Madrid parley: curtain, lights invective
Madrid
As behind-the-scenes attempts to agree on an agenda grind on inconclusively, East and West are berating each other in the set opening speeches at the Helsinki review conference here.
For the West, the human-rights provisions of the 1975 35-nation agreement on security and cooperation in Europe are the most important aspect, and Soviet violations of these provisions are what need to be addressed in evaluating implementation of the Helsinki agreement over the past five years.
Great Britain's Minister of State Peter Blaker gave one of the toughest Western speeches in declaring Nov. 13 that the Soviet Union has broken every pledge made at Helsinki.He condemned the Soviet intervention in AFghanistan as a severe shock to international relations and confidence. He deplored as well the increased persecution of dissidents in the Soviet Union, especially those monitoring observance of the Helsinki human-rights promises.
In a low-key speech, US delegate Griffin Bell declared that the Soviet invasion of Afghanistan "cast a dark shadow over East-West relations which no meeting, no pronoucement, nothing in fact but the total withdrawal of Soviet troops can dispell." He went on to cite the fate of 55 out of 71 members of Soviet Helsinki watch groups who have been imprisoned or exiled for their activity.
According to tallies by various Soviet dissidents expelled from the Soviet Union and gathered in Madrid to present their information, 42 members of the five Soviet Helsinki watch committees are now in prison, labor camps, or psychiatric hospitals.

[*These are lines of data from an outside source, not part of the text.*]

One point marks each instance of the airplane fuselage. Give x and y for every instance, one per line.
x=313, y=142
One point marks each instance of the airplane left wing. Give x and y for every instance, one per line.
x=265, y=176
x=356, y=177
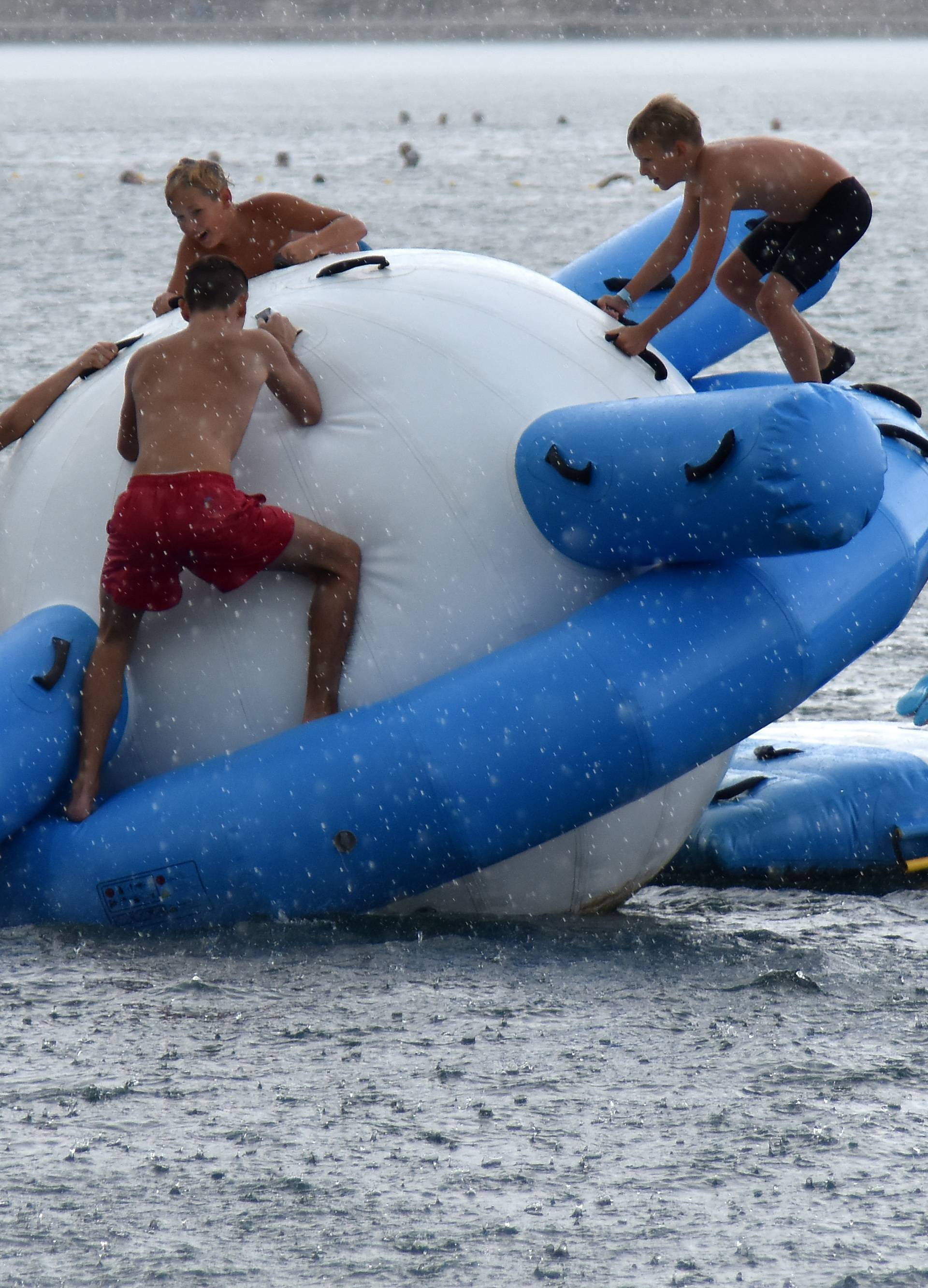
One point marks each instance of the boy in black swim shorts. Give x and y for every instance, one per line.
x=816, y=212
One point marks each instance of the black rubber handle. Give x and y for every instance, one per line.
x=347, y=264
x=745, y=785
x=566, y=471
x=770, y=753
x=615, y=284
x=891, y=395
x=646, y=356
x=908, y=436
x=655, y=364
x=120, y=344
x=696, y=473
x=55, y=673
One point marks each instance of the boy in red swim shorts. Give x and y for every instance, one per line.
x=188, y=405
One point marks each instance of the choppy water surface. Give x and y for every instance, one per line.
x=707, y=1088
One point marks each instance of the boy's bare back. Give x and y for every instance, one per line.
x=780, y=177
x=191, y=396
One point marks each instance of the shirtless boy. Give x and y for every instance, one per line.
x=188, y=405
x=270, y=231
x=816, y=212
x=21, y=416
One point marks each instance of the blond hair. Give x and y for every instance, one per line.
x=666, y=121
x=208, y=177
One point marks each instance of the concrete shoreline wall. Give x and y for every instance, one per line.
x=244, y=21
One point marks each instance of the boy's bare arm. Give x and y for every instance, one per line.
x=288, y=379
x=127, y=444
x=178, y=279
x=18, y=419
x=325, y=229
x=664, y=259
x=713, y=229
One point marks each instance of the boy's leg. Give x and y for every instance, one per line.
x=776, y=310
x=740, y=283
x=102, y=699
x=334, y=562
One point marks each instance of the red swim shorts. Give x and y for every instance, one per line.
x=198, y=521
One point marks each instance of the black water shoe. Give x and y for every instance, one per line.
x=842, y=361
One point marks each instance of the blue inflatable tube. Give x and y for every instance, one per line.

This includes 28 Ukrainians, 4 Lithuanians, 5 muscovites, 1 Georgian, and 4 Armenians. Another 13 from the committees have been exiled from the Soviet Union; 2 other Georgians have finished their sentences, and 2 Moscovites are serving sentences of internal exile in the Soviet Union.
This time, in contrast to the first Helsinki review conference two years ago, the Soviet Union made no effort to treat dissidents more leniently before the meeting. The foreign minister of neutral Sweden, Ola Ullsten, spoke in the same vein as the British delegate, asserting that the Soviet invasion of Afghanistan "tipped the scale from detente to distrust."
The opening speeches should be finished by Nov. 15. In the absence of an agreed-upon agenda, there is no guarantee that the conference will go on after that.